CDAP Cloud 5.x

Introduction 

As of release 4.x, a CDAP instance is tightly bound to run jobs on a single Hadoop cluster. The resources that are needed to run user programs (Mapreduce, Spark, etc) and the resources needed by CDAP for orchestration is bound to the same Hadoop cluster. This approach requires a single long lived instance of the cluster that does not fit into the economies for certain use cases especially on the Cloud. This wiki documents the use cases and high level areas for re-architecting CDAP for Cloud. 

User Stories 

  • Dynamic workloads
  1. Data architect wants to create a data lake on ADLS by collecting various data from Database, SFTP sites, and Redshift on a periodic basis. The data lake needs to be refreshed with new data on a daily basis. The scale of data that needs to refreshed is around 25 GB per day and will increase over time. The solution to refresh the data in ADLS should use the resources optimally (i.e., use the compute resources as needed) and should scale for future workloads.
  2. ETL developer wants to build a compute data analytics of the data on data lake.
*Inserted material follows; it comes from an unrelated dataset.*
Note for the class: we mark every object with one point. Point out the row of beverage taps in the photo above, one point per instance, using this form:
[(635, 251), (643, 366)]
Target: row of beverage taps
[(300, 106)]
The data is landed into the data lake every day at mid night UTC. The analytics job processes 1TB of data and has to be available at 5am UTC. There are no other jobs that requires this massive scale and the solution designed should reduce the total cost of ownership for the analytics job.
  3. Data scientist wants is tasked with building a new model for the recommendation system. The model building requires experimentation of large datasets on the data lake and requires a large compute resource for a day. The current production clusters that builds older models does not have enough resources for this "one-off" experiment.
  • Reusing Hadoop cluster resources
  1. Data scientists wants to develop data models using compute resources of an existing cluster, but does not have access to install CDAP on the cluster.
  • Operational Metadata (Metrics, Logs, Lineage, Audit)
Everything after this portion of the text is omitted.